Yes, I have been there. Many times early in my projection days and now again every so often in these latest days.

Upon much much retrospective analysis, I have concluded that that is a very crisp F12. it has all the requisite parts minus the impatient brain chatter.

From that point it is actually relatively easy to the ever elusive F18, mind body energy stage. Its where you are sitting there but surrounded by PUL. Quite a fun state. Try focusing on sinking into the bed when you get there again next time.

Cheers,
Contenteo

Pauli2

Quote from: Mirlo on June 13, 2012, 00:55:18
...sometimes sleep paralisis feels like a heavy blanket, I used to
meditate laying in bed some years ago, if you stay still the body
start to send you signals for you to move, like a "roll over signal"
or your body gets very itchi, if you do not move at all and just feel...

I have not heard of anyone being able to move while in paralysis.

My impression is that the original thread starter entered F 10:

Quote from: Blazewind on May 30, 2012, 09:12:51
Suddenly I was more awake again, but existing mostly in my mind with little or no thought of where I was physically.

To me, in order for me to say that I am experiencing sleep paralysis (SP),
I am only able to move:

1. My eyes.
2. My eyelids.

No other body parts can be moved by me regardless of how much "strength"
or will power I put into it. Once I get out of SP, every body part breaks free
at once.
Former PauliEffect (got lost on server crash), http://en.wikipedia.org/wiki/Pauli_effect

8bit

That's what I do when I try to have an OBE. I lay down and out of know where my bed starts swaying back and forth. I'm getting really good at it. I can almost flip it over. I find that technique works best for me.  After my OBE this morning I tried to have another one. I started to see flashes of a beautiful landscape.

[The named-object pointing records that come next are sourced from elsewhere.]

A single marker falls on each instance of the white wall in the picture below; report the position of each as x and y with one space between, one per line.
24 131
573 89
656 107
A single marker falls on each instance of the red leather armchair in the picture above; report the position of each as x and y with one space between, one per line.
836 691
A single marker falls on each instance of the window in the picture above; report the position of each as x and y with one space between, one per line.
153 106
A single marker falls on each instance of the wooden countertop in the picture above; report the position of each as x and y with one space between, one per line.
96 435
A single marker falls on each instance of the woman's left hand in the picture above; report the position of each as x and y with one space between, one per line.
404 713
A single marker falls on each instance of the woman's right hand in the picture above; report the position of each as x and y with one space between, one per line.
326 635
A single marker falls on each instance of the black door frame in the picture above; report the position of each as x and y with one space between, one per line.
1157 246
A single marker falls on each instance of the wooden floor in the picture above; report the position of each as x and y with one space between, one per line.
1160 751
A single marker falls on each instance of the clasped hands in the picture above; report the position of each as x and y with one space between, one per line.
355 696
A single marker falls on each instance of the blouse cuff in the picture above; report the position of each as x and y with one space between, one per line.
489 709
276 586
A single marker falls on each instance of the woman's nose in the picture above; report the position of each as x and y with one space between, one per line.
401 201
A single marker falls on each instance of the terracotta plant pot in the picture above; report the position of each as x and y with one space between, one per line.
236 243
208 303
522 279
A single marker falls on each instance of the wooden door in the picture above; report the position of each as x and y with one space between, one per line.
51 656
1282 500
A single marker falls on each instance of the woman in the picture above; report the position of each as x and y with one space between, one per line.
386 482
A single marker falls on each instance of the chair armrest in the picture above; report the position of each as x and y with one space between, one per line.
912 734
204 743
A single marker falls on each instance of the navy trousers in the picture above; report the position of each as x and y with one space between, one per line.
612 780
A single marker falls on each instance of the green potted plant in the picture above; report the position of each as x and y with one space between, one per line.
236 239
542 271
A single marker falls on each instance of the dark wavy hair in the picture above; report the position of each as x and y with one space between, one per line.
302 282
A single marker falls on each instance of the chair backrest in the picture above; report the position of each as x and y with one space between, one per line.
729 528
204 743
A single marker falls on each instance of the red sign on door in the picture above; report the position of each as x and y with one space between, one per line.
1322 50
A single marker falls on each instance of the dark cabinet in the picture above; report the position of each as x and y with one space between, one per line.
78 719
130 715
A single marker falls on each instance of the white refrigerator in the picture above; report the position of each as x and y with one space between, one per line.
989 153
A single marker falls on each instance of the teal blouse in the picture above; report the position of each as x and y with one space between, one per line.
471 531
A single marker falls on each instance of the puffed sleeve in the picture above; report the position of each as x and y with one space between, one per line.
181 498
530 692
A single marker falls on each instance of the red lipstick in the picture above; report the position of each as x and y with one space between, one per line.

I tried to project there but it didn't work.

Mirlo

QuoteI have not heard of anyone being able to move while in paralysis.
Yep, I was talking about the moments prior to the paralysis and how to make it happend, how to induce sleep paralysis so to speak.

The roll-over signal is a way in that the body ask "are you awake or sleep? roll over if you're awake", and if you DON'T roll over, a.k.a if you stay still, the body says "so you're sleep, ok I'm gonna paralize now, good night" (is isn't exactly like this, is just a way to explain it), and you end up in sleep paralysis, and if feels like if someone has just put a heavy blanket above you.

In the past, when I used o practice that I was always inside my blankets because of the cold, and it always felt like if suddenly the blankets were bigger or something.

In sleep paralysis the only voluntary movement that you have is breathing, or at least is what I know, and if you voluntarily start to breath slowly and deep, the body feels thata change (Cause is very different from the more subtle sleep breathing) and the paralisis breaks

LightBeam

Quote from: 8bit on June 17, 2012, 14:00:17
I lay down and out of know where my bed starts swaying back and forth.

That's exactly my technique, only I induce the swaying mentally. It works best when I briefly wake up during the night. I give a command before bed that in those instances of changing positions, drinking water, etc, I will remember to start induce swaying before I drift back to sleep, and it gives me instant vibrations.
"The problem is not the problem. The problem is your attitude about the problem."